Teil 9 - Moisburg, 1880-1888
Kapitel 3
Elly kommt zur Hilfe

Wie von einer wüsten Insel in unbebautes Land versetzt kam ich mir daher vor, als ich in den ersten Tag nach Neujahr zu der Konferenz nach Buxtehude gehen durfte, die sich dort um Rakenius gebildet hatte. Zu derselben gehörte außer diesem Kastropp, Roth, Pastor in Ronneburg, mein Bekannter von Loccum her, Wiedemann in Neukloster, den ich auch, als ich von Hannover aus zum Besuch nach Loccum kam, wo er unmittelbar nach meinem Abgang eingetreten war, daselbst kennen gelernt hatte, und König aus Estebrügge im alten Lande. Es wurde Dogmatik im Anschluss an Luthardts Kompendium getrieben. Außerdem tauschte man natürlich allerlei Amtserfahrungen aus. Das war eine Erquickung für mich. Außerdem beriet mich Rakenius, zu dem ich nach Beendigung der Konferenz noch in sein Haus ging, in liebenswürdigster Weise in manchem Äußerlichen. Mutter hatte für das große Zimmer in meinem Hause einen neuen Ofen verlangt, sogar Ellys Kommen von der Einrichtung eines solchen abhängig gemacht. In der ersten Sitzung des Kirchenvorstandes hatte ich die Sache zur Sprache gebracht. Natürlich waren die Kirchenvorsteher, wie das ihre Art war, nicht sofort darauf eingegangen, sondern hatten sich erst der Gemeinde gegenüber sichern wollen, mich schließlich aber ermächtigt, in Buxtehude mich in einem Geschäft zu erkundigen. Bei dergleichen Sachen ging mir Rakenius diesmal wie auch später freundlich zur Hand.

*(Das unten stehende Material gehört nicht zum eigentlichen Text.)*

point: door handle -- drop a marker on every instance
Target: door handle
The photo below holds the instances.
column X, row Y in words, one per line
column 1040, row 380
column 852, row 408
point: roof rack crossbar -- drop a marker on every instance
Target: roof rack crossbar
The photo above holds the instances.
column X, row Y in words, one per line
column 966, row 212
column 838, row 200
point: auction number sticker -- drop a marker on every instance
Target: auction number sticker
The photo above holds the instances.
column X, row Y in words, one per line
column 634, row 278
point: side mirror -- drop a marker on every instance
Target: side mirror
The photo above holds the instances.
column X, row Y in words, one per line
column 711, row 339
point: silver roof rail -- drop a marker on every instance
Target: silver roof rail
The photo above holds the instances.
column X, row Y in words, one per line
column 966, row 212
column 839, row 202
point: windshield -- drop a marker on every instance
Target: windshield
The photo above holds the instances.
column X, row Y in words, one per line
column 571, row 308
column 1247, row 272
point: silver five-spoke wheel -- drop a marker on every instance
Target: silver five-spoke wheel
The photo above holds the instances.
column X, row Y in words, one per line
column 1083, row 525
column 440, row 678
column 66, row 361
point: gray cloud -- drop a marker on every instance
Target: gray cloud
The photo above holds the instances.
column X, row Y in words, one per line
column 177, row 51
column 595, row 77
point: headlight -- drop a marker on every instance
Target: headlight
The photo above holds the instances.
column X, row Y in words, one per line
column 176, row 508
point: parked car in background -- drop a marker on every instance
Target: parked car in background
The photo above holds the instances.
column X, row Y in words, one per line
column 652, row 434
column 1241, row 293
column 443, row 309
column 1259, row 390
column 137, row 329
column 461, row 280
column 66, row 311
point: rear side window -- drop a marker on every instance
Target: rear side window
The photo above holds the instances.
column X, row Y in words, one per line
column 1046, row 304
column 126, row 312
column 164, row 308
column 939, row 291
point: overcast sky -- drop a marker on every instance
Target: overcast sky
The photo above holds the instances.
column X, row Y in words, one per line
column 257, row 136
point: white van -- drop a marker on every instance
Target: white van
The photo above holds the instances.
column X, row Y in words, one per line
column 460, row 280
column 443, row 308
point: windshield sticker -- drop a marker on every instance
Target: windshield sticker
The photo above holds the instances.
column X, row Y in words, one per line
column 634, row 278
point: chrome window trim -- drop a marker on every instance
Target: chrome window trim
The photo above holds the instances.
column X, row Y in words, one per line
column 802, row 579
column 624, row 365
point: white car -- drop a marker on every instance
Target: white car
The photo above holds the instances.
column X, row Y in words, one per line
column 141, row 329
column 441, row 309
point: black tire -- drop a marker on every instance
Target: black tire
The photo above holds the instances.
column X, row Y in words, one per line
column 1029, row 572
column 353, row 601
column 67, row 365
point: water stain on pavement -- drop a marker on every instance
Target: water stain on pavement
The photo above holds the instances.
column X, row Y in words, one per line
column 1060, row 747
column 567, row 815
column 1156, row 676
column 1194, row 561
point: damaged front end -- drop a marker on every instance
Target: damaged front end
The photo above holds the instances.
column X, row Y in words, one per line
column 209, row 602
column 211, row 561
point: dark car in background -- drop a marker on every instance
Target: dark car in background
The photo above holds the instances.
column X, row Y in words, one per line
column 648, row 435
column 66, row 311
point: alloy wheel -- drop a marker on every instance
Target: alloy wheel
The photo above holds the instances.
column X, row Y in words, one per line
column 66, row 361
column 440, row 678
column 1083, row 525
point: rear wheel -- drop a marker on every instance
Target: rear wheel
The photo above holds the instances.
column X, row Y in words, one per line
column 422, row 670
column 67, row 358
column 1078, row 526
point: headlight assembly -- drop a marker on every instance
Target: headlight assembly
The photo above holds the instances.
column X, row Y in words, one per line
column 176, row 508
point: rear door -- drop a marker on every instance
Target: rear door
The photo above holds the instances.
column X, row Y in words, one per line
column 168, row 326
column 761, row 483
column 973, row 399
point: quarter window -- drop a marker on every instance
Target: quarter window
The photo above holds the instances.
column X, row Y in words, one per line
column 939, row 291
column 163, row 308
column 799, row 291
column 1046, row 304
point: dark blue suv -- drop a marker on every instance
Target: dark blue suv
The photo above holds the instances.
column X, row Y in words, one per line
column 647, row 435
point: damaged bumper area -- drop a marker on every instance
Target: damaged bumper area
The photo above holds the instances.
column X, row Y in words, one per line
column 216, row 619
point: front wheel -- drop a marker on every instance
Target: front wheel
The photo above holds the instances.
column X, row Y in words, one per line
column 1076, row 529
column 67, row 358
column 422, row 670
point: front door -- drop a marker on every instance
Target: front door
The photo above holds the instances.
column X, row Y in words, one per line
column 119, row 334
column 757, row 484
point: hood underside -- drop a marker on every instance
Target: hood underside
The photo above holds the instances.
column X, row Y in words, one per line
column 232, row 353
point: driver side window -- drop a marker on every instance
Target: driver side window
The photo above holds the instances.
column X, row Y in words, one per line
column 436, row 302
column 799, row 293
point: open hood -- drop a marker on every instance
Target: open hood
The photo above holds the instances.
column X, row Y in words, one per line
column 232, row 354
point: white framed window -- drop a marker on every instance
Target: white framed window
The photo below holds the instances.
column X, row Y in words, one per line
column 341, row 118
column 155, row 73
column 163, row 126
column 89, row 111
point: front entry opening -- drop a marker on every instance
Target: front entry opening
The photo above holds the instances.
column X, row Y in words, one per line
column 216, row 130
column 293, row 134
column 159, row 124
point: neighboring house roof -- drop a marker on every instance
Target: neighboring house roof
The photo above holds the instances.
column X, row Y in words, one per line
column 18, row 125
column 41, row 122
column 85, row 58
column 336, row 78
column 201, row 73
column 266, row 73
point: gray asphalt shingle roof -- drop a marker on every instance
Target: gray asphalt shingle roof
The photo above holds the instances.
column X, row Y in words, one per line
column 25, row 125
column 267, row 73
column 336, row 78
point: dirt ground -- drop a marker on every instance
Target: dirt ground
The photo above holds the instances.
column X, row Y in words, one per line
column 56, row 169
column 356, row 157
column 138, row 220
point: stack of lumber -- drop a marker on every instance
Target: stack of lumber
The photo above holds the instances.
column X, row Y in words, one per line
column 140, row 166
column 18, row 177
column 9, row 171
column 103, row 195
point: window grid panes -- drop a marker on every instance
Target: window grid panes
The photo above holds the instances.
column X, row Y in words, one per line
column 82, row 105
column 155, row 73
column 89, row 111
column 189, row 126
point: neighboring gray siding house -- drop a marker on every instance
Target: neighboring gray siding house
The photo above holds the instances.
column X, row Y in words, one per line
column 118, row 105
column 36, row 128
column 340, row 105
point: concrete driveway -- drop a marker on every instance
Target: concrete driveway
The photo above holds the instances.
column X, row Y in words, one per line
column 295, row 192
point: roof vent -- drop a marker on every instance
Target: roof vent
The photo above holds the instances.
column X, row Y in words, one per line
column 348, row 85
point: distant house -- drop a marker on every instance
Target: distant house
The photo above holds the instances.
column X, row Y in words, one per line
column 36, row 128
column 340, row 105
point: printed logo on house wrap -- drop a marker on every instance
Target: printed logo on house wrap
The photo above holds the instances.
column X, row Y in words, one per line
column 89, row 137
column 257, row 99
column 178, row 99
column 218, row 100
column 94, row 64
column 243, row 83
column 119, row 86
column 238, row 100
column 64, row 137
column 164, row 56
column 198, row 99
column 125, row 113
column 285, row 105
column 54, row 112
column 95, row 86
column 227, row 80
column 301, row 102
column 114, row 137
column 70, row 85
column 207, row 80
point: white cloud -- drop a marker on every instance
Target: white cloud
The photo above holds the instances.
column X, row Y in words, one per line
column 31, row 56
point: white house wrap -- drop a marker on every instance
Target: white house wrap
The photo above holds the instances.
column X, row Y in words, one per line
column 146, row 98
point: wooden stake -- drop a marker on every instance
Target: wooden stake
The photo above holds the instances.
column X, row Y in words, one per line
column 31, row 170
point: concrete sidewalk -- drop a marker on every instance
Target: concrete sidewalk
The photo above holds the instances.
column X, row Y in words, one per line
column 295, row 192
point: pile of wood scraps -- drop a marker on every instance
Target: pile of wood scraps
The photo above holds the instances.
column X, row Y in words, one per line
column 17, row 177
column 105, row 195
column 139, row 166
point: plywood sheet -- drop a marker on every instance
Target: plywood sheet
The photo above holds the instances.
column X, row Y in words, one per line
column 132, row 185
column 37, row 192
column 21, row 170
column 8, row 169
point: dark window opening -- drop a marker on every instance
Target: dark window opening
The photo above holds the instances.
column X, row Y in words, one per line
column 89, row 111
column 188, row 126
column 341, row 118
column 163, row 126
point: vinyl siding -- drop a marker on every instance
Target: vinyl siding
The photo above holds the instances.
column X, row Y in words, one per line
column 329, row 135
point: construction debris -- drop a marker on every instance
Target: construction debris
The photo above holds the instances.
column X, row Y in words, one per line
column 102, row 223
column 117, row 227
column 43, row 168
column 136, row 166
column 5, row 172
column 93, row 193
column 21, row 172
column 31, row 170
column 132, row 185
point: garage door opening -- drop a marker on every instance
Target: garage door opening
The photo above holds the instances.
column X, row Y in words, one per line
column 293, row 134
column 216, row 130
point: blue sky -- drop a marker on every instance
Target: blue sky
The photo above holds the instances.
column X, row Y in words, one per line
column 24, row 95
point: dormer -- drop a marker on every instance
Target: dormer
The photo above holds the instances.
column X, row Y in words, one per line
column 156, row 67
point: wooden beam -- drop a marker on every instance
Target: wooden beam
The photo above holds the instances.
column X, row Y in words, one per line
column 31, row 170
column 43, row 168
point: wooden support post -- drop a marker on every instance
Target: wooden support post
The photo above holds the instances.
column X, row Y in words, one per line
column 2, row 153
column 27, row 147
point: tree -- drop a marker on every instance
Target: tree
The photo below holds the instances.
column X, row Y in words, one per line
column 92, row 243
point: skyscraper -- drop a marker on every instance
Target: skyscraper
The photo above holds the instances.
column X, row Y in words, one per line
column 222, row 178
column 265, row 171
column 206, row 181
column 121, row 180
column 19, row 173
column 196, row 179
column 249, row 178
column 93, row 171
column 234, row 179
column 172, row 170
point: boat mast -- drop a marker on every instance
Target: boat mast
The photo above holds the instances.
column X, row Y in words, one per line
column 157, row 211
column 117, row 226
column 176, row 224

Ellys Ankunft war, nachdem sie Weihnachten und Neujahr zu Hause verlebt und unterwegs noch eine Station bei einer Freundin in Güstrow gemacht, auf Freitag den 14. Januar festgesetzt. Da sie die Post in Harburg nicht mehr erreichen konnte und die Verbindung nach der Bremer Bahn, an der die uns zunächst liegende Station Tostedt lag, ungünstig war und einen mehrstündigen Aufenthalt in Hamburg oder Harburg bedingte, hatte Mutter verlangt, dass ich ihr einen Wagen nach Harburg schicke. Nun setzte in den ersten Tagen des Januar scharfe Kälte bei steigendem Ostwind ein. Bei einem Ausgang sagte ich mir, dass ich Elly eine mehrstündige Fahrt auf offenem Wagen unmöglich zumuten dürfe, umso mehr, da sie kurz vorher wegen ihrer Lunge in ärztlicher Behandlung gewesen war. Ich ging daher zu Wilhelmis, die den einzigen geschlossenen Wagen im Ort hatten und die mir schon bei meinem ersten Besuch denselben für den Bedarf angeboten hatten, um darum zu bitten. Wilhelmi sagte bereitwillig zu, erklärte aber zugleich, dass er den Wagen nur für eine Fahrt nach Tostedt ihr geben könne, da er bei Fahrten nach Harburg schon üble Erfahrungen gemacht hätte. So telegrafierte ich Elly in diesem Sinne. Ich wollte ihr nun wenigstens bis Tostedt entgegenfahren. Aber als ich nach einer Trauung, die ich gehabt, mich nach der Abfahrtszeit des Wagens erkundigte, war er schon abgefahren. Es lag Schnee, und er brauchte daher mehr Zeit, als ich gedacht. Es war auch schon ziemlich spät am Abend, als Elly glücklich ankam. Meine Schelte bekam ich natürlich sofort von ihr wegen der geänderten Dispositionen, und noch stärkere kurz darauf in einem Brief von Mutter, die die Wegeverhältnisse nach der Landkarte und nicht nach der Wirklichkeit beurteilte.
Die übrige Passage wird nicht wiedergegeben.